Playwright is not bundled with JarvisCore. Install it separately:

pip install playwright
playwright install chromium

JarvisCore imports Playwright lazily, the framework loads and runs correctly without it. When Playwright is not installed and a task is routed to the browser role, the sub-agent returns a clear error message rather than crashing.


Enabling browser automation

Set BROWSER_ENABLED=true in your .env. Without this, the browser role is never selected by the Kernel's task classifier, even if Playwright is installed.

Also set BROWSER_MODEL to a CUA or multimodal model. Without it, the framework falls back to TASK_MODEL_STANDARD, which may be a text-only model that cannot interpret screenshots.

.env
BROWSER_ENABLED=true

# CUA model for browser automation (strongly recommended)
# Gemini:  BROWSER_MODEL=gemini-2.5-computer-use
# OpenAI:  BROWSER_MODEL=gpt-5.4-mini
# Fallback (multimodal, not CUA): BROWSER_MODEL=gpt-4o or gemini-2.5-flash
BROWSER_MODEL=gemini-2.5-computer-use

# Defaults to true (headless).

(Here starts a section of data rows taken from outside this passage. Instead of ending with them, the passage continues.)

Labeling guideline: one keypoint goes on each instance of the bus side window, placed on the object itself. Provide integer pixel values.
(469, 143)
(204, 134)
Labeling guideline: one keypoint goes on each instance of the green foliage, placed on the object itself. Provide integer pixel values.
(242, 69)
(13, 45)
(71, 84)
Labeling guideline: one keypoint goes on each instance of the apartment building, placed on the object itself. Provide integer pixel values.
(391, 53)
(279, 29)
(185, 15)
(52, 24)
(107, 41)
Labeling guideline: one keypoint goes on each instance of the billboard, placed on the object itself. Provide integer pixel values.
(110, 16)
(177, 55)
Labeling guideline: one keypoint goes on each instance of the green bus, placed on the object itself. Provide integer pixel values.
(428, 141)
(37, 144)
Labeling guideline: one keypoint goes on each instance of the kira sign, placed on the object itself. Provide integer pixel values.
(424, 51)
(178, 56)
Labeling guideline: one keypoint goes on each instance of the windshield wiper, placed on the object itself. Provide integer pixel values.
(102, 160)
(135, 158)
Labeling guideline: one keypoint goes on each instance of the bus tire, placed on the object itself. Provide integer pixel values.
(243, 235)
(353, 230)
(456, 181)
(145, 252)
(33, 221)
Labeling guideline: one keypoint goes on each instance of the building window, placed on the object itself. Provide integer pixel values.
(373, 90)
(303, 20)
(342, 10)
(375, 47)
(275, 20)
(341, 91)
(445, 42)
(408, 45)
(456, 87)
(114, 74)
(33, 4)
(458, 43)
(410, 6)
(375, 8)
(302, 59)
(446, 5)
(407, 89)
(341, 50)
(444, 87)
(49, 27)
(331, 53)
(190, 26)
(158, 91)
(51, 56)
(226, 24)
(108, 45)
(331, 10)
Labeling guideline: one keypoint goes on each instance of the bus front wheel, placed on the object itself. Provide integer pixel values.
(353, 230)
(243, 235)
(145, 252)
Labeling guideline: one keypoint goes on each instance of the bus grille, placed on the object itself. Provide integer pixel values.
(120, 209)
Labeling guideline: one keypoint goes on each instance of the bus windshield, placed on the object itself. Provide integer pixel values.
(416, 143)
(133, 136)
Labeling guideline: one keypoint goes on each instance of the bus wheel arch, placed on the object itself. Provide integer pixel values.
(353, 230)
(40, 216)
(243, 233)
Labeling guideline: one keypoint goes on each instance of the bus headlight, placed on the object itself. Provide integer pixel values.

Set false to see the browser window during development.
BROWSER_HEADLESS=true

The kernel reads browser_headless from settings and passes it to BrowserSubAgent at instantiation. The default viewport is 1280x720, hardcoded in BrowserSubAgent.__init__() and not currently configurable via environment variable.


How routing works

The Kernel classifies tasks into sub-agent roles using keyword sets. The browser role has highest priority and is checked before researcher and communicator. Any task whose text contains one of these keywords is routed to the browser:

browser, click, navigate, screenshot, fill form, login to, log in to,
scrape, automate, playwright, selenium, headless, web automation, interact with

You can also force browser routing without relying on keywords by declaring it on your agent class:

class MyAgent(AutoAgent):
    role = "web-scraper"
    capabilities = ["scraping"]
    system_prompt = "..."
    default_kernel_role = "browser"   # always routes to BrowserSubAgent

Tools available to the LLM

The browser sub-agent registers the following tools. The LLM calls them by emitting TOOL: <name> in its OODA loop turns.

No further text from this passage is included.